August: City quietly rolls out new branding based on historic seal

During a week plagued by stormy weather in early August, the City of Charleston quietly changed the branding used in its weekly newsletters and daily hurricane messages, setting up a months-long kerfuffle between the mayor’s office and Charleston City Council members who said they were blindsided by the change. The new brand used a lot of similar iconography as the historic city seal which previously emblazoned the city’s documents, but the minimalist, modernized design dropped a lot of original details and embellishments that made local landmarks recognizable. The mayor’s office, after being called out by council members in public meetings, later walked back comments to the City Paper that the new “logo” was a placeholder and would be part of a larger plan to rebrand the city under Cogswell’s new administration.

 September: Charleston prepares to ‘live with water’

The challenge of living with water on the Charleston peninsula began in the 1680s when European settlers moved Charles Towne from West Ashley to high ground between the Ashley and Cooper rivers that wasn’t “washed by the tides,” the City Paper wrote in a Sept. 15 report. When Cogswell and other officials recently unveiled the city’s new water plan at City Hall, he said the concepts were aspirational, and that he was confident they would help the community better understand what it means to “live with water.” Cogswell’s water plan built on a 2019 Dutch Dialogues Charleston report, the 2021 Charleston City Plan and the proposed peninsula protection system, among others penned during former Charleston mayor John Tecklenburg’s time at the helm.

October: Cogswell nearly throws wrench in Ashley River pedestrian bridge plan

Pedestrian bridge construction started | rendering provided by City of Charleston

Late October and early November were marked by rapid changes to a years-long effort to move forward with a pedestrian bridge spanning the Ashley River to connect downtown Charleston to West Ashley in a safe and reliable way.
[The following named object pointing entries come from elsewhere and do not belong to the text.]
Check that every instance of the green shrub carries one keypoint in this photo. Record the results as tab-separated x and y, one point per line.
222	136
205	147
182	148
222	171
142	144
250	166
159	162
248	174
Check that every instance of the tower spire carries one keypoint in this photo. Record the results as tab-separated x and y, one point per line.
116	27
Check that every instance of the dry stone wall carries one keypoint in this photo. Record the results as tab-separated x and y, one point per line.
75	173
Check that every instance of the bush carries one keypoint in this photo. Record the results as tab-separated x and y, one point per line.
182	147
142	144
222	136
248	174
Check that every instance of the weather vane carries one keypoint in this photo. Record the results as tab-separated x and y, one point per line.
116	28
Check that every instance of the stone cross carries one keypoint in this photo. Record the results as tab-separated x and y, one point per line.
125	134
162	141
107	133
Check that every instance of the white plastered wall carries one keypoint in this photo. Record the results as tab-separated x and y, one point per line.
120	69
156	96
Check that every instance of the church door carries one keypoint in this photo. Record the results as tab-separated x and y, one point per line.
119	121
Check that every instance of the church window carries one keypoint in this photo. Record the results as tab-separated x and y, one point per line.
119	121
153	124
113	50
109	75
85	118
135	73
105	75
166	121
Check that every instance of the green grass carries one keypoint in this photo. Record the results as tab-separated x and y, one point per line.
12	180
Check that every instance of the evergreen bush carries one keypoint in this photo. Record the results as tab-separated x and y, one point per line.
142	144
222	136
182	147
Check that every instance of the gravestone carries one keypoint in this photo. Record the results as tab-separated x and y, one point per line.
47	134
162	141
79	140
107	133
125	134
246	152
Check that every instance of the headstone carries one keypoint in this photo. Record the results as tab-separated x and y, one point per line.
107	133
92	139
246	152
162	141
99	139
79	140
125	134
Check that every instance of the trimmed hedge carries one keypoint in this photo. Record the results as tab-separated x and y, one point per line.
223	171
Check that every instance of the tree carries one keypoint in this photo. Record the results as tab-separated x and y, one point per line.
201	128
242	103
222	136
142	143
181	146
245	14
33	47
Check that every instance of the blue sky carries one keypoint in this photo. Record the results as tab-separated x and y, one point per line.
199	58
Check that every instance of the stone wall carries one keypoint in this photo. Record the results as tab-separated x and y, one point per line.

Cogswell proposed new additions to the plan, which surprised opponents criticized for being more “style over substance.” The proposals were made more contentious as the project had already been designed, vetted, approved and funded after years of painstaking community work, and the changes could delay construction. Cogswell later conceded several of the changes, and construction began in November as planned in West Ashley.

November: Charleston voters resoundingly reject sales tax referendum

Credit: Andy Brack

Charleston County residents sent a solid “no” message to county leaders during the Nov. 5 election when they rejected a half-cent sales tax extension that would have raised billions for road and other projects, including the decades-long boondoggle that is the Interstate 526 extension. The referendum was rejected by every precinct on James and Johns islands, where about half of the funds from the referendum (about $2.3 billion) would have gone to the extension of I-526, including more than $600 million to pay interest costs on a tax-backed loan worth $1.8 billion. Opponents of the referendum pointed to its vague wording and the county’s poor track record on wise spending of public dollars as the reasons for its failure.

December: Squeezed: Rosemont under pressure by old pollution, new development

Years of coverage and historical looks at the troubled chemical plant that shadows the Rosemont community in Charleston’s neck area culminated with a Nov. 29 deep dive into the neighborhood’s past, present and future. The community is caught between a rock and a hard place, squeezed by challenges like flooding, an accident-prone chemical plant and gentrification. In the midst of this is a January election in which most of the community’s neighborhood association will be replaced. The planned Magnolia Project on the horizon is seen as a threat to the mostly Black community, as it could further gentrify the upper peninsula and finally push out families who have been there for generations.